Click on Plots and for the purposes of this, deselect Stem-and-leaf and click (and pay attention to) Normality plots with tests. You will need that later. Press continue and your plots will be produced.
You will have plots for both levels of both of your IVs and you should consider them all in the same way as the single example I showed above.
Normality of distribution
The two-way ANOVA assumes that the data are normally distributed in each cell of your ANOVA design. This can be checked with a visual inspection of a Histogram, but I’m not confident doing that by eye, or you could look at the skewness and kurtosis values (look them up). But the easiest way is the way you have already done. Yes. You clicked for the Normality plots with tests earlier under Explore, and this has produced some tests and a couple of plots above your boxplots.
You will see that a Shapiro-Wilk test has been run for each of the two levels of the independent variable. In my toy example from last week, I had gender with 3 levels, and Psychopathy with a computed median split resulting in High Psychopathy and Low Psychopathy groups. The green highlight shows how to identify the independent variable that is being tested for normality of the dependent variable (Individual Reward Trials in Milliseconds).

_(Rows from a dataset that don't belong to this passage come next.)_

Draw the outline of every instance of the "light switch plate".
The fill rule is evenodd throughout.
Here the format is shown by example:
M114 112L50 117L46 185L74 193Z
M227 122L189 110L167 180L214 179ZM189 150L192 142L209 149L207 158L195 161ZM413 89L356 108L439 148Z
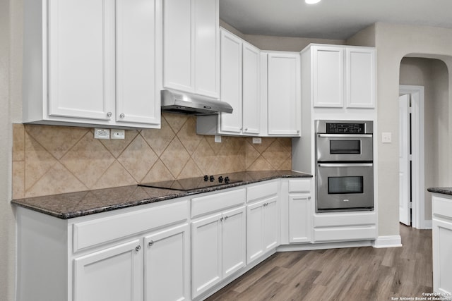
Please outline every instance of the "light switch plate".
M95 128L95 139L110 139L110 130L108 128Z
M392 143L392 142L393 142L392 133L381 133L381 143Z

If you look at the Sig. column located under the Shapiro-Wilk column, you will find the significance value for this test for each group of the independent variable.
For the purposes of this test, anything OVER p = .05 is good, correctly noted as (p > .05). So in the toy example above, and in APA format:
Reaction times were normally distributed for both High Psychopathy group and Low Psychopathy groups, as assessed by Shapiro-Wilk’s test (High Psychopathy W(9)= .926, p = .447, Low Psychopathy W(6)= .944, p = .692) however reaction times were normally distributed for females but not males (Females W(8)= .942, p = .628, Males W(5)= .740, p = .024).
Homogeneity (or Equality) of Variances
The final assumption we need to assess is the idea that the dependent variable is of roughly equal variance or spread in each cell of the design. The assumption of homogeneity of variances is tested using Levene’s test of equality of variances, which is found in the Levene’s Test of Equality of Error Variances table, as shown below.
As you can see, this just came in ABOVE our threshold at p = .052, meaning the assumption is met (just).
This test can be performed as part of the ANOVA itself, and Homogeneity tests is what you need to select to have it included in your ANOVA output.
Remember, the same rules apply for Levene’s test as the Shapiro-Wilk test, we do not want to find a significant result (p < .05).
FOR MIXED DESIGNS
A further assumption of the mixed ANOVA is that there are similar covariance matrices (don’t worry about it until you start your MSc). You can test for this with Box’s test of equality of covariance matrices, which is presented in the Box’s test of equality of covariance matrices table, as shown below:
But it is obtained by selecting for Homogeneity tests as with the previous examples, but you need to be on the look out for it to report it! And you won’t find the Levene test, so it’s easy to get confused in the case of a mixed design.